07 Kwi 2009, Wto 18:53, PID: 138657
Rock 2009 napisał(a):Podziwiam siebie... ludzie mi mówią, że nie jestem sobą. Że nie poznają mnie. Ja siebie też nie poznaję. Ale mówię z radością "Bo nie znaliście mnie wcześniej". W sumie zawsze byłem otwarty np w domu. Teraz mogę być wszędzie. Tylko trzeba się ze wszystkiego śmiać. Ta fobia nie istnieje naprawdę jako fobia. To istnieje jako zbiór przekonań w głowie każdego z nas. To tylko takie urojenia. Dzisiaj siedziałem w robocie i zastanawiałem się "Jak to jest, że 2 mce temu bałbym się tu siedzieć?" I były to dla mnie kosmicznie odległe myśli, nie mogłem zrozumieć, dlaczego myślałem, że nie mogę. Przecież to TYLKO zwykłe siedzenie na krześle!! Co ma lęk do krzeseł? Co ma lęk do siedzenia? Zazdroszcze ,co się stało że nagle nie masz lęków? Bierzesz jakieś leki czy po prostu tak bardzo nagle uwierzyłeś w siebie?

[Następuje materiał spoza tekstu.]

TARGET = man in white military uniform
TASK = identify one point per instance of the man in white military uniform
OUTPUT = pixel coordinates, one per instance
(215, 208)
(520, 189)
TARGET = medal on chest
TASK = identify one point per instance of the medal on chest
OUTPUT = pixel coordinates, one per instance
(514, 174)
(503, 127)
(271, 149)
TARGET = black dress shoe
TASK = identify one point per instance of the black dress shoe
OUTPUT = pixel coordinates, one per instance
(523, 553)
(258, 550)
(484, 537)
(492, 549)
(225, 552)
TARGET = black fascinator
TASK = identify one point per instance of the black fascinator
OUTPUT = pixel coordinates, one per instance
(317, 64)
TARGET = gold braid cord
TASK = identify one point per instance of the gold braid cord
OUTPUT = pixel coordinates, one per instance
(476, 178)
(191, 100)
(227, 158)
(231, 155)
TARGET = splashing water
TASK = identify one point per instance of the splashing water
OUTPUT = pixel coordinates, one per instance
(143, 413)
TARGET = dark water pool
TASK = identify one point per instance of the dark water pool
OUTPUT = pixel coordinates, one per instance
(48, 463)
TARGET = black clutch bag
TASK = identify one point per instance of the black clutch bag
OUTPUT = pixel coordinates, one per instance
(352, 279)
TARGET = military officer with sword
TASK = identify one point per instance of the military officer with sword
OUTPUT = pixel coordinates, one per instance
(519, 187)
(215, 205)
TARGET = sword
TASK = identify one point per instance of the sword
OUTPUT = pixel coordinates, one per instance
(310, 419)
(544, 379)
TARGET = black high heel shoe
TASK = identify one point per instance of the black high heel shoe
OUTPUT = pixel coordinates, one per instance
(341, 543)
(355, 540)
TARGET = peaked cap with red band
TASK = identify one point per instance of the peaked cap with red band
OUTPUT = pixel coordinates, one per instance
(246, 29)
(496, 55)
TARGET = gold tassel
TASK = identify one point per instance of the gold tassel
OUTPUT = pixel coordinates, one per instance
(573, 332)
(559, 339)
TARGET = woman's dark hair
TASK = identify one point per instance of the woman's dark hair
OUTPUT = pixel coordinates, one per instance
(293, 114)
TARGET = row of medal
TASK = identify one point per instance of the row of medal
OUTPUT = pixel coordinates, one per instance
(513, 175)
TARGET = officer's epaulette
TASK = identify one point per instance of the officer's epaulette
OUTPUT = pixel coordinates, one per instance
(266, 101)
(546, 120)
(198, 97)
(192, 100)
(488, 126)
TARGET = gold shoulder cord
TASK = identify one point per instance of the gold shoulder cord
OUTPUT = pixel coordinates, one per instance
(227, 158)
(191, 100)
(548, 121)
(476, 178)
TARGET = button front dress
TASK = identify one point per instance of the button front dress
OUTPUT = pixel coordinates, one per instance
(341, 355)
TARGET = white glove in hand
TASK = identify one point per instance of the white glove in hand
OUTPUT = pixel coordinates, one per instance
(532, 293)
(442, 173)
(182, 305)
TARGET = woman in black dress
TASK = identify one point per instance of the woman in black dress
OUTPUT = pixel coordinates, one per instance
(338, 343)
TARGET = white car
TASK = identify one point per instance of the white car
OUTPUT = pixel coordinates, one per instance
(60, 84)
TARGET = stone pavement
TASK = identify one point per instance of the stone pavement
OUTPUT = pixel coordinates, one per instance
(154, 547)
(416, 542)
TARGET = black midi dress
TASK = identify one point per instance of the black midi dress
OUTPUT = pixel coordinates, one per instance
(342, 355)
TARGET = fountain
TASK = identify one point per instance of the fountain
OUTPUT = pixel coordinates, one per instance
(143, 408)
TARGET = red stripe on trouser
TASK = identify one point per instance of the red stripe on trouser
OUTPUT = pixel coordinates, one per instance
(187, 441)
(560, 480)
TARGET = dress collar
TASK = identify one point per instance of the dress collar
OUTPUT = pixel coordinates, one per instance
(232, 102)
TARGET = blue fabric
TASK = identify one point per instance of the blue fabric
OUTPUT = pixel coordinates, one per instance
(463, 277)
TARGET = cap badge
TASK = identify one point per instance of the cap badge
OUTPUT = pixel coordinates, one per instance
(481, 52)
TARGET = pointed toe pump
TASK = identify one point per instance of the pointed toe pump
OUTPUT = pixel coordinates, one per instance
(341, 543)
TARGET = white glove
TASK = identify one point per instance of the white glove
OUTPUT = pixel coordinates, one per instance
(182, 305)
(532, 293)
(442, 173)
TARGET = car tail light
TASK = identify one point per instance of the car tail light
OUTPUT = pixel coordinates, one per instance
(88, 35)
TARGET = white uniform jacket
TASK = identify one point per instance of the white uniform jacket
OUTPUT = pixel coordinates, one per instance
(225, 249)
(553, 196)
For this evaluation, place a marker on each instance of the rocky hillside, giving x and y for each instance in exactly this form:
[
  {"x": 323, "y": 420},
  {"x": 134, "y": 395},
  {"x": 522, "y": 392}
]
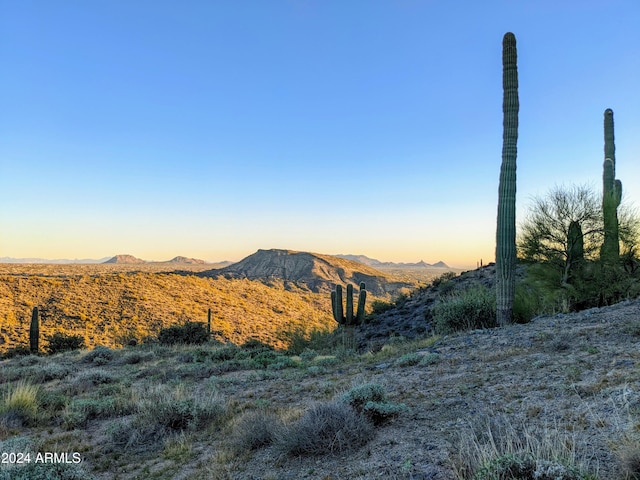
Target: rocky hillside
[
  {"x": 410, "y": 316},
  {"x": 315, "y": 271}
]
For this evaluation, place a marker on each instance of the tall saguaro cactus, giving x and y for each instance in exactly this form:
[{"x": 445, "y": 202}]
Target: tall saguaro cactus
[
  {"x": 34, "y": 331},
  {"x": 506, "y": 229},
  {"x": 347, "y": 319},
  {"x": 611, "y": 194}
]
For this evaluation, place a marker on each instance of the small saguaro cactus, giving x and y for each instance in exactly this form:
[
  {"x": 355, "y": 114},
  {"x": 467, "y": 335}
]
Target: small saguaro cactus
[
  {"x": 346, "y": 317},
  {"x": 611, "y": 194},
  {"x": 34, "y": 331}
]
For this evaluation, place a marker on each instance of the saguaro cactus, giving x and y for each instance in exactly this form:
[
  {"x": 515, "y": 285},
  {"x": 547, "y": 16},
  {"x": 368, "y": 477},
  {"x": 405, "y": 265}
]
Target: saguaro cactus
[
  {"x": 611, "y": 194},
  {"x": 34, "y": 331},
  {"x": 575, "y": 251},
  {"x": 506, "y": 228},
  {"x": 346, "y": 317}
]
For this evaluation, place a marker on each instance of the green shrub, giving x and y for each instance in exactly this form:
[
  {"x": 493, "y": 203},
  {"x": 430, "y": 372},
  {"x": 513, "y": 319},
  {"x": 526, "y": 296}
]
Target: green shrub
[
  {"x": 371, "y": 401},
  {"x": 99, "y": 356},
  {"x": 525, "y": 467},
  {"x": 469, "y": 309},
  {"x": 408, "y": 360},
  {"x": 254, "y": 430},
  {"x": 60, "y": 342},
  {"x": 20, "y": 350},
  {"x": 189, "y": 333}
]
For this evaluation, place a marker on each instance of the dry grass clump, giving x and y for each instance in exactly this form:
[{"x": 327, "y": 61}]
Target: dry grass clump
[
  {"x": 255, "y": 429},
  {"x": 500, "y": 451},
  {"x": 19, "y": 404},
  {"x": 162, "y": 411},
  {"x": 326, "y": 428}
]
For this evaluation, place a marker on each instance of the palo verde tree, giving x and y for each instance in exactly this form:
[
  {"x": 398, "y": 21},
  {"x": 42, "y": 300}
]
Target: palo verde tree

07 Kwi 2009, Wto 18:54, PID: 138660
W takim razie ja Ciebie też podziwiam, Rock
07 Kwi 2009, Wto 20:23, PID: 138750
Realizuję mój plan. Leków nigdy nie brałem i pewnie nie wezmę. W sumie wszystko, co mógłbym napisać, jest w temacie, który założyłem . A kiedyś go uaktualnię, bo dochodzę do coraz to nowszych (prostszych) wniosków.